Critique.«Alyah», faux roman mais vrai cri du cœur, décrit avec tristesse et rage le climat antisémite qui règne en France. L’écrivaine se demande s’il n’est pas temps de faire son «alyah», comme tant d’autres Français.
L’héroïne d’«Alyah» se nomme Esther Vidal, elle est prof de français dans un collège de banlieue mais ne fait guère illusion: elle a un père né au Maroc d’une lignée de lettrés juifs espagnols comme Eliette Abécassis, deux enfants et un ex-mari épousé trop vite comme l’écrivaine parisienne, et les temps troublés qu’Esther vit à Paris sont ceux de l’auteure à succès de Qumran, La répudiée ou Sépharade. Qui n’a d’ailleurs même pas pris la peine d’indiquer «roman» sur la couverture d’Alyah.

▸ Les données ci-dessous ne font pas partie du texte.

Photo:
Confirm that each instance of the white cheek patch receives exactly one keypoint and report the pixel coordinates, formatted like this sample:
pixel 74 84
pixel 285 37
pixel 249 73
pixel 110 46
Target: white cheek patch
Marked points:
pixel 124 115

Faux roman mais vrai cri du cœur, Alyah est un livre écrit sur le vif, dans un bouillonnement d’émotions contradictoires. Un livre qui, du coup, mélange les genres avec une certaine maladresse mais un pouvoir de conviction et un sens de l’à-propos absolument certains.
Cri de colère, il dénonce l’absence, au lendemain des crimes contre Charlie Hebdo ou des tueries de Toulouse contre des écoles juives en 2012, de dénonciations publiques et de défilés au nom des victimes juives. «Moi aussi j’étais là le 11 janvier: on n’avait jamais vu une telle marée humaine dans Paris.
(…) Mais je n’ai pas vu beaucoup de «Je suis juif» ce jour-là. Tout le monde était Charlie. Mais qui était Philippe Braham, Yohan Cohen, Yoav Hattab et François-Michel Saada? (…) Est-ce que tous ces gens seraient descendus dans la rue si on n’avait tué que des juifs?»
Constat rageant, désolant, Alyah découvre que si «Barbie, Bousquet, Papon sont morts», que si une page sombre de l’histoire française a été tournée, les «Morts aux juifs» que l’on retrouve inscrits sur certaines maisons de nouveau ouvrent cette page.
Pensée juive
Remise en question lucide, Alyah se demande pourquoi les juifs de France se retrouvent avec des militaires qui gardent leurs écoles et leurs synagogues. «Il y a quelques années, on pouvait encore en rire.
Du Livre, du pape, de Jésus, de Moïse, et même de Dieu. (…) Il y a quelques années, on pouvait faire ses courses sans risquer sa vie. (…) Qu’avons-nous fait, ou pas fait, pour nous sentir à nouveau menacés?»
Eliette Abécassis nous plonge du coup dans l’histoire de la pensée juive française à la Levinas, marquée par des figures comme celles de Jacob Kaplan, grand rabbin de France de 1955 à 1980, nous livre des bribes de conférences des philosophes Dan Arbib, Bernard-Henri Lévy ou Robert Badinter.
Alyah pose enfin la question que se posent tant de juifs de France désormais: partir, ou rester? En 2014, plus de 7000 juifs de France ont émigré en Israël. La France est devenue le premier pays d’émigration vers Israël. En 2015, entre 8500 et 10 000 départs sont attendus.
«Depuis Abraham, nous sommes des déracinés. C’est ainsi que le judaïsme est né, par cette injonction: quitte ton pays. Nous avons inscrit en nous la culture du nomadisme, de l’errance.» Partir, ou se battre? «Nous sommes nés après 68. Nous n’avons pas fait la guerre.
Nous n’avons pas de culture politique, et toute forme d’engagement nous paraît dérisoire. Nous ne sommes pas préparés à ce qui nous arrive. Nous avons appris dans les livres ce qu’était la barbarie, mais nous ne l’avons jamais vue en face.»
La réponse – provisoire –, la narratrice – vraie Parisienne, née à Strasbourg de parents sépharades qui pleurent en évoquant leur Maroc natal – la trouve dans une quête des origines qui la mène à Carpentras, dans l’appartement sombre d’un généalogiste installé à côté de la plus ancienne synagogue de France.
Elle y apprend que ses liens avec la France sont plus anciens que tout ce qu’elle imaginait. Que sa lignée est posée sur sol franc depuis deux millénaires. Partir, rester? Rester, encore un peu.